For Richland County's economic development strategy, these patterns suggest several policy implications. The healthcare sector's growth continues despite WARN notices, but the quality and stability of that growth merits examination—are new positions filling displaced workers or creating net new opportunities? The weakness in retail and accommodation suggests limited growth prospects in those traditional employment categories. The presence of information and technology among WARN filers suggests that emerging sector growth may not provide the employment stability often expected.
H-1B Hiring and Visa Sponsorship: A Missing Piece
South Carolina's H-1B landscape, though not specifically disaggregated for Richland County, provides important context. The state hosts 16,892 certified H-1B petitions from 3,337 unique employers, with top petitioners including Clemson University, Capgemini America, Wipro Limited, and Tech Mahindra. These companies represent both educational institutions and IT services firms, concentrated in computer systems analysis, software development, and engineering roles averaging $122,715 in certified salary.

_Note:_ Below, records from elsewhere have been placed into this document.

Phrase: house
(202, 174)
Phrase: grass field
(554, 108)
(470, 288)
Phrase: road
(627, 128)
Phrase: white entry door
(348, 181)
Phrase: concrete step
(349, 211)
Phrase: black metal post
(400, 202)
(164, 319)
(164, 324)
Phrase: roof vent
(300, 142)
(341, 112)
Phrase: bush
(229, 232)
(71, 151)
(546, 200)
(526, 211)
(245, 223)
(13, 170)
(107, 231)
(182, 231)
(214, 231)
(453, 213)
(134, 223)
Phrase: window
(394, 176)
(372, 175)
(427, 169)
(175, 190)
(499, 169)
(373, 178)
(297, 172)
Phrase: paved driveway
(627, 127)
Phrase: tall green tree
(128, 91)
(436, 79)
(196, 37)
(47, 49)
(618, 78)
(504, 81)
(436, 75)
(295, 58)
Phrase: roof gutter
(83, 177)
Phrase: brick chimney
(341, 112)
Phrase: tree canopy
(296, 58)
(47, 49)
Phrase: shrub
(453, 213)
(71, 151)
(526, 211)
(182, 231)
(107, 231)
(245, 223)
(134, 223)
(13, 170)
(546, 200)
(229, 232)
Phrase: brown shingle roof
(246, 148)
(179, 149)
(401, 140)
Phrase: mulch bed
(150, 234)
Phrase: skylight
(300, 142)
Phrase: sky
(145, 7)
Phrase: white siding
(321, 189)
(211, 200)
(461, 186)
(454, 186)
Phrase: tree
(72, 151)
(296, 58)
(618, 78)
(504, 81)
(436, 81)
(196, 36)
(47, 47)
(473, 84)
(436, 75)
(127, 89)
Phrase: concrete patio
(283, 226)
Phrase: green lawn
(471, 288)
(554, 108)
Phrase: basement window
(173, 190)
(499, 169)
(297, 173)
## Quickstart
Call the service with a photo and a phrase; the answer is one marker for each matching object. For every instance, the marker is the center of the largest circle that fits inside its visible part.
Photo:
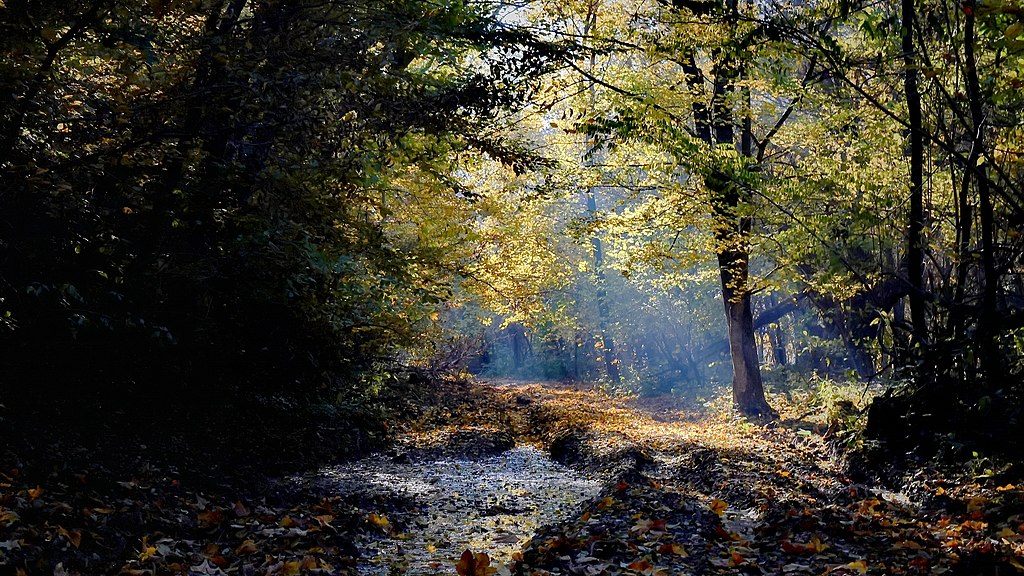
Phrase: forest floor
(666, 487)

The dataset does not specifically identify which Richland County WARN filers are simultaneously sponsoring H-1B workers, which would reveal whether companies are displacing domestic workers while importing foreign labor—a pattern that has drawn regulatory and public scrutiny. Without county-level H-1B disaggregation, we cannot determine whether Wells Fargo, Prisma Health, or other major WARN filers are engaging in this practice. However, the presence of tech firms in South Carolina's top H-1B petitioners suggests potential for this pattern within Richland County's information technology sector notices.
If major employers filing WARN notices are concurrently sponsoring H-1B workers for similar job categories, this would indicate domestic workforce displacement despite available foreign labor supply. The 89.7% H-1B approval rate in South Carolina suggests these petitions face minimal regulatory resistance, potentially enabling employers to pursue cost-reduction strategies that combine domestic layoffs with foreign hiring.

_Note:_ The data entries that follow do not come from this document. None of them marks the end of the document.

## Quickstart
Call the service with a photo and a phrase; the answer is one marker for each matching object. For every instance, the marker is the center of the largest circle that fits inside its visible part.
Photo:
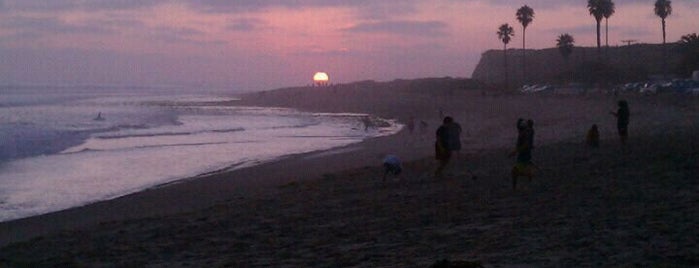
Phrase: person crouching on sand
(391, 165)
(441, 146)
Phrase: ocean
(62, 147)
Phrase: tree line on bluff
(602, 68)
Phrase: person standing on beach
(442, 149)
(523, 149)
(622, 123)
(454, 137)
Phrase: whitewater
(62, 147)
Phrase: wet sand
(586, 207)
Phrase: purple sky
(264, 44)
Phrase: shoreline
(333, 208)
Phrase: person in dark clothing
(442, 149)
(523, 150)
(622, 123)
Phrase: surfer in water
(99, 117)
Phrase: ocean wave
(165, 134)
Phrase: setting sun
(320, 78)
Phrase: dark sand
(603, 207)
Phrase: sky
(248, 45)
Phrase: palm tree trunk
(664, 52)
(663, 31)
(599, 43)
(506, 76)
(606, 32)
(524, 49)
(606, 39)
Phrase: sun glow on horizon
(320, 78)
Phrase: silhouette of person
(454, 136)
(367, 123)
(523, 151)
(592, 137)
(622, 123)
(442, 149)
(411, 125)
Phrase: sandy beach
(611, 206)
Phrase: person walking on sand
(523, 151)
(454, 137)
(622, 123)
(442, 149)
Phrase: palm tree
(598, 8)
(525, 15)
(505, 34)
(608, 12)
(565, 46)
(689, 45)
(663, 9)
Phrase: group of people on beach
(448, 144)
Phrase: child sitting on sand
(592, 138)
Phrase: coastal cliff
(621, 63)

Conclusion: A County at an Inflection Point
Richland County faces a labor market characterized by ongoing, substantial workforce disruptions that persist despite nominal unemployment stability. The 74 WARN notices and 7,099 affected workers represent real displacement impacting families, tax bases, and local service demand. The concentration of disruptions in healthcare, retail, accommodation, and manufacturing reflects both macroeconomic pressures and sectoral structural changes unlikely to reverse through cyclical recovery alone.
The geographic concentration in Columbia creates amplified disruption in the county's primary economic center, while the repeated notices from major employers suggest these are not one-time adjustments but ongoing realities. The apparent recent acceleration in 2023 and the persistence of notices through 2025-2026 indicate these labor market dynamics remain active and concerning.
For economic developers and policymakers in Richland County, these patterns demand strategic responses focused on workforce retraining, support for displaced workers, and economic diversification beyond vulnerable traditional sectors. The data suggests that nominal unemployment rates mask substantial underlying employment instability requiring targeted intervention.